SpaceX rocket test-fired at Cape Canaveral for NASA telescope launch

SpaceX’s Falcon 9 rocket, without its payload fairing or the satellite passenger, fired its nine Merlin 1D booster engines for several seconds Wednesday at Cape Canaveral’s Complex 40 launch pad. Credit: Stephen Clark/Spaceflight Now

SpaceX’s launch team loaded super-chilled liquid propellants into a two-stage Falcon 9 rocket Wednesday and fired the booster’s nine first stage engines at Cape Canaveral, marching toward liftoff Monday with a NASA observatory built to find planets around other stars in our galactic neighborhood.

The Falcon 9’s nine Merlin 1D booster engines ignited at 2:30 p.m. EDT (1830 GMT) Wednesday as hold-down clamps kept the rocket firmly on Earth at Cape Canaveral’s Complex 40 launch pad. A plume of exhaust visible from nearby viewing points appeared at the launch pad, and SpaceX tweeted later Wednesday that the static fire test was complete.
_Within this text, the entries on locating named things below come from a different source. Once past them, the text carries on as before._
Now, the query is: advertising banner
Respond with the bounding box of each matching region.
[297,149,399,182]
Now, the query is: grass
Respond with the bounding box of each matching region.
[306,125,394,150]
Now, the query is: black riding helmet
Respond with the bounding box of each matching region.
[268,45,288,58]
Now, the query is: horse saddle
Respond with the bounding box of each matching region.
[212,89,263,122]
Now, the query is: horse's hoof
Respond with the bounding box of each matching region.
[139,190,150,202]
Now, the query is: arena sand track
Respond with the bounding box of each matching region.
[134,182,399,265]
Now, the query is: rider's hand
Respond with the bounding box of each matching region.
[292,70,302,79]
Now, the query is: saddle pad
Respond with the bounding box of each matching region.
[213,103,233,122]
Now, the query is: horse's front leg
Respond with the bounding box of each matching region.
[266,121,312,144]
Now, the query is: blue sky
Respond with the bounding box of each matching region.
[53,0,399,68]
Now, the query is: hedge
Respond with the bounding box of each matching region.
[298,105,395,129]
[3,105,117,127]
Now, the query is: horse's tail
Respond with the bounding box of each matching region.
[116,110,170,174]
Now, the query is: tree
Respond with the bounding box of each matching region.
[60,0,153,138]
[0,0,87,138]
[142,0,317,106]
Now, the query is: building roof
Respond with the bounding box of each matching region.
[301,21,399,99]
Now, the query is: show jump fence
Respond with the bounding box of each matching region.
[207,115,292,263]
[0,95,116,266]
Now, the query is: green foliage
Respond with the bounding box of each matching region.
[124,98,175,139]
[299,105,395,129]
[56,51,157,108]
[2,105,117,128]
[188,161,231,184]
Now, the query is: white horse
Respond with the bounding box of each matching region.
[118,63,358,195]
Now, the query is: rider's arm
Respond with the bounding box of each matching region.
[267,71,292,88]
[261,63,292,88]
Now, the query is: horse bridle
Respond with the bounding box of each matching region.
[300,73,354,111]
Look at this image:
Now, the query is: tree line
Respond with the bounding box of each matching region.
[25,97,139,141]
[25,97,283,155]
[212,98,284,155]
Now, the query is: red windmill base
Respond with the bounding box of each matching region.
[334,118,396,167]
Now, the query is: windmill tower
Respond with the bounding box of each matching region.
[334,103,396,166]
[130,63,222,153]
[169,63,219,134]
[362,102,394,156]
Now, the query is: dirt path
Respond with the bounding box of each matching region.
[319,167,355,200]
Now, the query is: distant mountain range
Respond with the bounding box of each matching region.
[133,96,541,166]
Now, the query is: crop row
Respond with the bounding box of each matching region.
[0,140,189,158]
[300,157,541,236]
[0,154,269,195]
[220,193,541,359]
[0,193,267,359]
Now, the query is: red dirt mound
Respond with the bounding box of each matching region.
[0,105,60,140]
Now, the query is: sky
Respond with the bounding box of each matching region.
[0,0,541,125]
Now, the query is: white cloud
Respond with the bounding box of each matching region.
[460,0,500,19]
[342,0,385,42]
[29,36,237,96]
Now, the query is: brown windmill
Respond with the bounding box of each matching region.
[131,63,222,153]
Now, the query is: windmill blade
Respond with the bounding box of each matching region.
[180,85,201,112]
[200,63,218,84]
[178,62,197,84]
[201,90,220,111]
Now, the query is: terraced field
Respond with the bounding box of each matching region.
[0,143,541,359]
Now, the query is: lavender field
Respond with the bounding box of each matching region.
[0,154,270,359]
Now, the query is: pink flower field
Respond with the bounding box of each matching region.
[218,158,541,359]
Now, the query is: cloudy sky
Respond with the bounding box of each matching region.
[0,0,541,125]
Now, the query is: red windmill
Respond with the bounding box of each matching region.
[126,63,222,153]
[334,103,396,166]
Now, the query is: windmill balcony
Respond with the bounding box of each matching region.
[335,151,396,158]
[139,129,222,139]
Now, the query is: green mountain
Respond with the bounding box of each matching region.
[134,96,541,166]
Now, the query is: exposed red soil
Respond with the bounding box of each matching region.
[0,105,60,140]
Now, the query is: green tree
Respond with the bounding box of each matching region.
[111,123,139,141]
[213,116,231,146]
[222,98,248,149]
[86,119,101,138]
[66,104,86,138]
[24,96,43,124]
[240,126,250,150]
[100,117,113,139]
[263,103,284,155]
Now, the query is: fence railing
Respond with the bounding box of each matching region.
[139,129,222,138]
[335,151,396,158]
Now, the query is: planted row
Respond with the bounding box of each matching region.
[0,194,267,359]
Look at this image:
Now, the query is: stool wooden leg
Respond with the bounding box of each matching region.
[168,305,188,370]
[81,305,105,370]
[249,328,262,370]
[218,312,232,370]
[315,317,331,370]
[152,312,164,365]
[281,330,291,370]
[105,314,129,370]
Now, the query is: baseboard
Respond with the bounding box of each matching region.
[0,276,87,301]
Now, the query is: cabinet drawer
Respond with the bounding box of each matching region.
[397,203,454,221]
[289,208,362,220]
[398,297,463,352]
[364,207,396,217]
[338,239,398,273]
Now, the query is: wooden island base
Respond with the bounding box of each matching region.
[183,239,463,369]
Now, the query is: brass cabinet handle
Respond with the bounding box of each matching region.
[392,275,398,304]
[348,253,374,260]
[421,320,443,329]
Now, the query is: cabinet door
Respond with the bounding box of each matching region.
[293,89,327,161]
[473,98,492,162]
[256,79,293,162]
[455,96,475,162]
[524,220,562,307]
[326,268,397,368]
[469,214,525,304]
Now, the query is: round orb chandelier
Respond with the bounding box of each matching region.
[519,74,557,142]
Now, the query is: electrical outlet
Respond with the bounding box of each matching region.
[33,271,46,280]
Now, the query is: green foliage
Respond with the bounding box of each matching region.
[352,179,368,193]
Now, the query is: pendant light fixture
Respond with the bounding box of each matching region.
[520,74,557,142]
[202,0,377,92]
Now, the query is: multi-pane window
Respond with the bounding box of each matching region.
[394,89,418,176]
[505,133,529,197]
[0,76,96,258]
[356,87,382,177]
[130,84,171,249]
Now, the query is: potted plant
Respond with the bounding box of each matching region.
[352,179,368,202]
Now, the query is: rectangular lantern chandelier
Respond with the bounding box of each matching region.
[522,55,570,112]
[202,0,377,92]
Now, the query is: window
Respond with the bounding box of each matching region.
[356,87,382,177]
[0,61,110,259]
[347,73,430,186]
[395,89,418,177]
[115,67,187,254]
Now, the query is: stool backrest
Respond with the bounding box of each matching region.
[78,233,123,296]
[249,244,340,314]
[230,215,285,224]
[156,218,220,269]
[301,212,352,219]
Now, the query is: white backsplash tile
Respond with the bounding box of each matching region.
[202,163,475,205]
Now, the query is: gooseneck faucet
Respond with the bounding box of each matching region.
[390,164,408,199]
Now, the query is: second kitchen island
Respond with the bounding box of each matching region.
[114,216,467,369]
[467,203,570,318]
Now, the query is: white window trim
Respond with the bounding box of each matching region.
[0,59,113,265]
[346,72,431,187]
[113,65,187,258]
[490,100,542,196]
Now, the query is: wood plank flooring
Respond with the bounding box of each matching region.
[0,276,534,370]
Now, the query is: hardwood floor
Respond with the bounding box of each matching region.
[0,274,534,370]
The hold-down firing was a key milestone in the run-up to launch Monday of NASA’s Transiting Exoplanet Survey Satellite, an approximately $337 million mission that will survey the sky in search of tell-tale dips in light from bright, nearby stars. The brief, slight reduction in brightness registered by TESS could be evidence of a planet passing in front of the star.

TESS will be the first NASA space science satellite to launch on a SpaceX rocket, and it’s the space agency’s second mission devoted to finding and cataloguing exoplanets.

NASA’s Kepler observatory, launched in March 2009, looked for planets around stars residing in a section of the sky in the constellations Cygnus and Lyra, then expanded its survey to observe other parts of the sky in the ecliptic plane, the relatively flat imaginary plane where our solar system’s planets reside.

Kepler has found more than confirmed 2,652 exoplanets, and 2,724 candidate discoveries await follow-up observations before astronomers declare those detections as real planets, according to data published in NASA’s exoplanet archive. Looping around the sun in an Earth-trailing heliocentric orbit, Kepler has discovered more than 70 percent of all the known exoplanets to date.

But TESS will look for exoplanets across 85 percent of the sky, giving astronomers a more three-dimensional survey of worlds lurking in other solar systems, focusing on bright stars that are in the same part of the Milky Way galaxy as the sun.

TESS during a solar array deployment test at Kennedy Space Center’s Payload Hazardous Servicing Facility. Credit: NASA/Leif Heimbold

The new TESS observatory will “build upon the legacy of the Kepler mission, only it is going to focus on nearby bright stars that are sprinkled across the whole sky, and it’s going to help us answer a really important question: Which of our nearest stellar neighbors have planets?” said Elisa Quintana, an astrophysicist and TESS mission support scientist at NASA’s Goddard Space Flight Center in Maryland.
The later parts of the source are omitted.